Page 2: Scars Project Prospectus

A large, vertical abdominal scar juxtaposed against a hospital entrance combine to form “Exodus.” The words “Desire crept in / parting her womb / like Moses parting the deep red sea” fill a translucent, inverted, two-pronged white cross. The words both part and connect the two images the same way that this scar is a physical memory of the parting and rejoining of the sufferer’s abdomen. Title, image, and text pun on the Exodus story, associating the parting of the Red Sea with freedom and desire. This scar was formed by an emergency surgery that removed a sixteen-pound tumor from a teenage girl’s abdominal cavity. During this surgery she lost an ovary. “Breathe” aestheticizes and eroticizes the physical memory of thoracic surgery in which the subject’s ribs were parted and a portion of her lung removed to evacuate a cancerous tumor. The scar image overlaps, blends, and intersects with an image of a hospital parking lot. The words “When you are inside of me / I can breathe” evoke a sense of the intimacy, interiority, and penetration associated with surgery, and seem to float above and across the image as if her wound exhaled a feeling of freedom before being stitched shut.

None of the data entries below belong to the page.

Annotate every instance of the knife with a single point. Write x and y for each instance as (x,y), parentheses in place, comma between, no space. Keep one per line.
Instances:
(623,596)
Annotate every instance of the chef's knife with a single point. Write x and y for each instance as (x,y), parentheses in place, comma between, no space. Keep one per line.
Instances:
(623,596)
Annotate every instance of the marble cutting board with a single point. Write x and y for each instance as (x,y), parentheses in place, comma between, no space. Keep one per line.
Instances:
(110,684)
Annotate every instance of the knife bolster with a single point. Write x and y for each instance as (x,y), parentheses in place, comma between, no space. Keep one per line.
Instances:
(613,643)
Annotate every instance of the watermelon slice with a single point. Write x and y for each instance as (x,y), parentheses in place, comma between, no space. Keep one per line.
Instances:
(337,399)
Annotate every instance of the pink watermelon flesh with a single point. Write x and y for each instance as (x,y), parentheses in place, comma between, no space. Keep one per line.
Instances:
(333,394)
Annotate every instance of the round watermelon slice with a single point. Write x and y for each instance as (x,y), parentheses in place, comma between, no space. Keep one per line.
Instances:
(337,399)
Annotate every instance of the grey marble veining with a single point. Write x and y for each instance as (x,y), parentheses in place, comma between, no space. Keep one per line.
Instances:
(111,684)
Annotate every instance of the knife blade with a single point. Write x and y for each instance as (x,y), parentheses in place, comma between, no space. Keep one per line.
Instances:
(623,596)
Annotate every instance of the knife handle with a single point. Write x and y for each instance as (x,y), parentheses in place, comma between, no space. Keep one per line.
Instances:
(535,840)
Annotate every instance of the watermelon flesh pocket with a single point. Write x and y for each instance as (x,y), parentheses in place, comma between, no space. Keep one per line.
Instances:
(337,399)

This wall-mounted exhibit requires approximately five feet of horizontal wall space and twelve inches of vertical wall space if the images are arranged horizontally, or approximately three feet of horizontal wall space and three feet of vertical wall space if arranged vertically. Sounds clips are optional; if used, the artists can provide either .mp3 clips for sound equipment provided by the gallery, or they can provide simple, unobtrusive wall-mounted .mp3 players with headphones. Image Inventory List

1. “Deer” (2011): 8” x 21”, framed digital inkjet print. 2. “Exodus” (2011): 7” x 15”, framed digital inkjet print. 3. “Breathe” (2011): 7” x 16”, framed digital inkjet print.